The debate polling scandal

I’m not going to watch tonight’s Republican presidential debate. I think it’s the first one I’ll have missed. But I do want to offer a quick comment on the use of polls to determine who gets to participate, who gets to stand where, and even—informally—how much time gets allotted to each candidate.

It is, frankly, a scandal. To use national polls to determine who gets heard months before ordinary voters are paying all that much attention is an affront to democracy. OK, now we’re into the final weeks before Iowa and New Hampshire. But this has been going on since last summer.

Moving to the kids’ table tonight are Rand Paul and Carly Fiorina. Paul has been the only candidate to deviate from the belligerent stance on foreign policy favored by the rest of the field. His grasp of the issues had Marco Rubio sputtering like the well-prepped empty shell he is at the last debate. Personally I don’t think Fiorina adds anything, but no one has voted yet.

Lindsey Graham, George Pataki, Bobby Jindal, and Rick Santorum—every one a current or former senator or governor—never made it onto the main stage.

At one time I believe there were 18 Republican candidates. If I were running one of the cable stations, I’d have gone with three debates on three consecutive nights, each one featuring six different candidates chosen at random.

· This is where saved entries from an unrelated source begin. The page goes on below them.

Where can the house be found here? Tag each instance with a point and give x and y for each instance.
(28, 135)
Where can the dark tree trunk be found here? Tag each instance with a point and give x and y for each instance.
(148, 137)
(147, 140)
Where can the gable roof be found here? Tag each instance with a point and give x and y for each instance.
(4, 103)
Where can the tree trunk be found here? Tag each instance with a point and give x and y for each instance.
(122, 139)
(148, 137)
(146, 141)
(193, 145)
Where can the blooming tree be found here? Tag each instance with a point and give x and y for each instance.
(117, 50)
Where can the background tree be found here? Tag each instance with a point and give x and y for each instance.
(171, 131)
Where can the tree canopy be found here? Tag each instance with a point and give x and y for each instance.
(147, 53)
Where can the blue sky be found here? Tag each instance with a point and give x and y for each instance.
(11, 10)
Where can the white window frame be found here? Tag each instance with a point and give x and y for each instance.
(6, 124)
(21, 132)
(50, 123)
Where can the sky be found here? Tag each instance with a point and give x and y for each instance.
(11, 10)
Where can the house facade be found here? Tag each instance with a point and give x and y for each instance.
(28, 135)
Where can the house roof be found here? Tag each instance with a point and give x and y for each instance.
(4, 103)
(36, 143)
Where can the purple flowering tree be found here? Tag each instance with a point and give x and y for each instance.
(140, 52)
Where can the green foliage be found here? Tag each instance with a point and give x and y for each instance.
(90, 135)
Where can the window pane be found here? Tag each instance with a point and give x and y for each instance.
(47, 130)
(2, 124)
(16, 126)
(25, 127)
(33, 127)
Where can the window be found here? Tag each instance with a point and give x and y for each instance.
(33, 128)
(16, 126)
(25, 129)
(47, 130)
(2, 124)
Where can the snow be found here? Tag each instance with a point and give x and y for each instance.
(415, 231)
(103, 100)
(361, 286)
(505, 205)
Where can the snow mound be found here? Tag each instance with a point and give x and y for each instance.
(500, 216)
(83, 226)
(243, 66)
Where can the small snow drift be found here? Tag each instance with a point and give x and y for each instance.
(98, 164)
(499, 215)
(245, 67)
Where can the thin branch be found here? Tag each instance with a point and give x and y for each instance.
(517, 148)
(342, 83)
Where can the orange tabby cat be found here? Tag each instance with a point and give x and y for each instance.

And why not? The cable nets literally have nothing better to do.

The devolution of presidential politics into infotainment is complete.

2 thoughts on “The debate polling scandal

  1. Chris Jones

    Sadly, I doubt the devolution into entertainment is complete. They haven’t tried game shows (Big Brother Presidential House, anyone?) or one on one combat sports yet. I agree with the coverage being a disgrace.